Al komen de kinderen met prachtige invallen waar ik heel graag op voort zou willen borduren, toch besluit ik verder te gaan met het idee van Raai die naar de sneeuw wilde. Terug in de klas hoor ik al voor we goed en wel binnen zijn dat de kinderen mijn haastig geschreven briefje hebben gevonden. Raai wil naar de sneeuw! Hij wil met juf Marion mee!! Dit is een nieuwe wending en niet iedereen is meteen overtuigd. Raai is toch ook gewoon een handpop, hij kan alleen bewegen als je ‘m op je hand hebt. Heeft juf Marion ‘m dan zelf in haar tas gedaan? Het is alsof de spelregels opnieuw moeten worden vastgesteld. Spelen we dit? En hoe spelen we dit dan? We besluiten juf Marion een appje te sturen. Ze moet even goed kijken of ze Raai niet per ongeluk in haar tas heeft gedaan. Steeds blijkt fantasie en realiteit op een fascinerende manier door elkaar te lopen.

Juf Marion is bij een vriendin en zal als ze thuis komt even goed kijken. Eerst kan ze ‘m niet vinden maar een uurtje later zit ‘ie in de auto op de achterbank. We bekijken de foto die ze ons appt. De kinderen schrikken. Heeft ‘ie wel een riem om? En hoe is ‘ie daar nou uiteindelijk gekomen?

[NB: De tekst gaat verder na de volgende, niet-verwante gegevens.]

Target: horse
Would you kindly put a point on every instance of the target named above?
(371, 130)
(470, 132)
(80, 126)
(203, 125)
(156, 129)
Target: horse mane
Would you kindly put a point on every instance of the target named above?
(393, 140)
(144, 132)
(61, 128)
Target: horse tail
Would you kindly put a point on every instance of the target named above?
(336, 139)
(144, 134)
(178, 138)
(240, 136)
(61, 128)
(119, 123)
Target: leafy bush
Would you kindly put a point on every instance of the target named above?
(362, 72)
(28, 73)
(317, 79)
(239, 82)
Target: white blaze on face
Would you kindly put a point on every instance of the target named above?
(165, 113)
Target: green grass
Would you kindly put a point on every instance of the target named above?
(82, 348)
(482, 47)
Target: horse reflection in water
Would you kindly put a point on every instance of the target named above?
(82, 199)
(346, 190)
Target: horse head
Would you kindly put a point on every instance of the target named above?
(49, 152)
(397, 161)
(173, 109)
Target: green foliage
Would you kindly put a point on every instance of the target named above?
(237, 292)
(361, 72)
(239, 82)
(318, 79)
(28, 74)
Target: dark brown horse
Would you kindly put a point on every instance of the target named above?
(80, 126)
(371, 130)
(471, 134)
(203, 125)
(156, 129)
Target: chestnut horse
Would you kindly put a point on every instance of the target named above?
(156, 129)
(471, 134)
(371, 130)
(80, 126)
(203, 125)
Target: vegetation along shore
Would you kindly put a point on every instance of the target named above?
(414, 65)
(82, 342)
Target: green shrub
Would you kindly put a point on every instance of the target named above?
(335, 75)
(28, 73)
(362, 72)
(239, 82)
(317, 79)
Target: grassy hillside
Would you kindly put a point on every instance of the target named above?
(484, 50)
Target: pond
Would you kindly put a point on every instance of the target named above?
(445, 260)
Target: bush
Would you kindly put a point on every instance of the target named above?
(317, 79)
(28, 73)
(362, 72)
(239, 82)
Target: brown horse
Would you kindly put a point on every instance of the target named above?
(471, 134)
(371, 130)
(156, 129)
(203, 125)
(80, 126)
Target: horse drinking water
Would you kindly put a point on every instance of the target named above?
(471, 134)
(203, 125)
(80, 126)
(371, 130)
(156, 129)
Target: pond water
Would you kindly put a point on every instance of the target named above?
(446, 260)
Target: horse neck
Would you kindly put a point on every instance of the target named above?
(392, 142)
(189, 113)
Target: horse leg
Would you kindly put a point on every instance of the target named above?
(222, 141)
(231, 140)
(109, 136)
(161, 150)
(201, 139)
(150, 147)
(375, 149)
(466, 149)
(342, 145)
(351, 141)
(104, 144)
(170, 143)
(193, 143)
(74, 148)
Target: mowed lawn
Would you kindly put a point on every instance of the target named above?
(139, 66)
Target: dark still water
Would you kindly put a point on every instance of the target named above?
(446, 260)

Juf Marion vraagt of ze ‘m mee zal nemen naar Oostenrijk. De kinderen aarzelen. Ze zijn bezorgd. ‘Raai kan bevriezen’, ‘kwijt raken’, ‘uitglijden of in een gletsjer vallen en onderkoeld raken’. We drukken juf Marion op het hart om goed op ‘m te letten. ‘Ze moet uitkijken met oversteken’, ”m goed aankleden’ en tijdens de reis ‘moet ‘ie in de kofferbak’ want zo zonder riem op de achterbank dat vinden ze maar niets.

Verbeelding als ingang voor het leren

Corona gooit roet in het eten. Die maandag blijkt de klas in quarantaine te moeten. Toch worden de foto’s en verhalen uit Oostenrijk een klein verbindingsdraadje tussen de kinderen thuis en op school.

En ik heb weer opnieuw gezien hoe krachtig, inspirerend en waardevol het kan zijn om aan te sluiten bij de verbeelding van de kinderen. Hoe belangrijk het is dat kinderen leren ‘verbeelden’.